2) A Router in the Right Place
You probably need to be your own IT team on-site at home. You’ll need to set up your technology the right way.
The position of your router can affect connectivity, so make sure it’s centrally located and close enough to your computer to get the fastest internet speed. Most people now use wireless routers, but you also can hardwire your computer to the router to increase performance if you have connectivity issues.
For optimal connectivity and a stronger signal, make sure your router is at least five feet off the ground, and located in a central place near your workspace. It’s best that it isn’t too close to other electronics or appliances that produce heat. As you work and start performing a lot of functions like downloading huge documents or transferring files and participating in conference calls, you might also consider temporarily increasing your internet speed. Check with your internet provider to see the highest speed they offer and the price.

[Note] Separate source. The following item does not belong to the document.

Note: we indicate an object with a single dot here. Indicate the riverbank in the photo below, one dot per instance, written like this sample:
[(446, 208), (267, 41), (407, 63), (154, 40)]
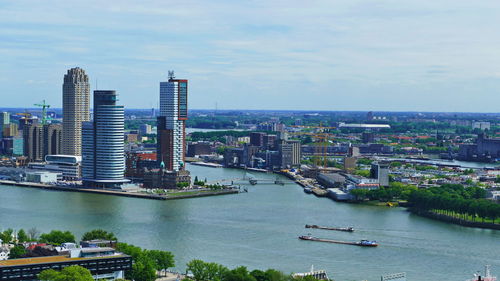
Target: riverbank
[(178, 195), (453, 220)]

3) Software and Passwords to Connect with Your Co-Workers
You’ll need to communicate with your co-workers, so make sure you download the right software or apps and set up secure remote file access and communications tools.
You’ll need remote email access and any chat programs. Your company already may use instant messaging and video chat tools like Slack, Zoom, or Google Chat. Talk to your company’s IT team to learn what the preferred platform is for corporate compliance and ensure your connection is secure. It may be as simple as using a VPN, or virtual private network, to secure your connection. There may be an app you can download to your phone or a link the IT team can send you to get this set up, so you can access any internal company portals or files. Your IT team may need to install this directly, or it may be available for download via the Apple App Store or Google Play.
4) A Workday Routine
It’s fun at first to work in your pajamas, but soon you’ll find that making your coffee and getting dressed before you log on for the day puts you in the right frame of mind to work. According to a study, getting dressed for a remote work day can make you feel more competent and trustworthy. Sticking to your normal routine can also signal to your spouse or children, who also may be home from work or school, that you’re in work mode.
Set up your workday as if you were going into the office. You’d take a lunch break at work, so take a meaningful break at home. Eat lunch with your family if they’re also home, play with the kids, or read them a book. Go out for a quick walk to get fresh air and reset your brain. Just as important, have a quitting time.
5) The Right Chair
This investment is worth it. Research indicates that a good desk chair can increase productivity, improve the quality of your work, and reduce back, neck, and shoulder pain.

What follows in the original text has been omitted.